6.2. Sirkuit Motivasi-Drive
Beberapa area korteks prefrontal, termasuk OFC dan CG, telah terlibat dalam motivasi konsumsi makanan [146] Abnormalitas di wilayah ini dapat meningkatkan perilaku makan yang bergantung pada kepekaan terhadap hadiah dan / atau kebiasaan yang dimiliki subjek.
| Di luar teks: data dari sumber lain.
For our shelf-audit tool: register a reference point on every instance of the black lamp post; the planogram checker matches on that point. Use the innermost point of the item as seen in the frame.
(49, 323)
Orang gemuk menunjukkan peningkatan aktivasi daerah prefrontal setelah terpapar makan [101] Selain itu, mereka juga menanggapi isyarat makanan dengan aktivasi korteks prefrontal medial dan mengidam [49] Sucrose juga menggairahkan OFC, sebuah wilayah yang bertanggung jawab untuk "mencetak" nilai hadiah makanan atau stimulus lain, lebih pada pasien obesitas dibandingkan dengan kontrol lean. Abnormalitas struktural OFC, yang mungkin mempengaruhi pemrosesan hadiah dan mekanisme pengaturan diri, mungkin memainkan peran penting dalam pesta makan gangguan dan bulimia nervosa [147] Tidak mengherankan, perilaku makan yang menyimpang dapat berbagi regulasi sirkuit saraf umum dengan kecanduan narkoba. Misalnya, Volkow et al. [148] mengusulkan bahwa pajanan terhadap obat atau rangsangan terkait obat dalam keadaan penarikan mengaktifkan kembali OFC dan menghasilkan asupan obat kompulsif. Hasil serupa tentang OFC dicatat dalam penelitian terpisah. Bukti lebih lanjut menyoroti pengaruh OFC pada gangguan kompulsif [149] Misalnya, kerusakan OFC mengarah pada dorongan perilaku untuk mendapatkan hadiah bahkan ketika itu tidak lagi memperkuat [149] Ini konsisten dengan laporan dari para pecandu narkoba yang mengklaim bahwa begitu mereka mulai menggunakan obat mereka tidak dapat berhenti, bahkan ketika obat itu tidak lagi menyenangkan [98].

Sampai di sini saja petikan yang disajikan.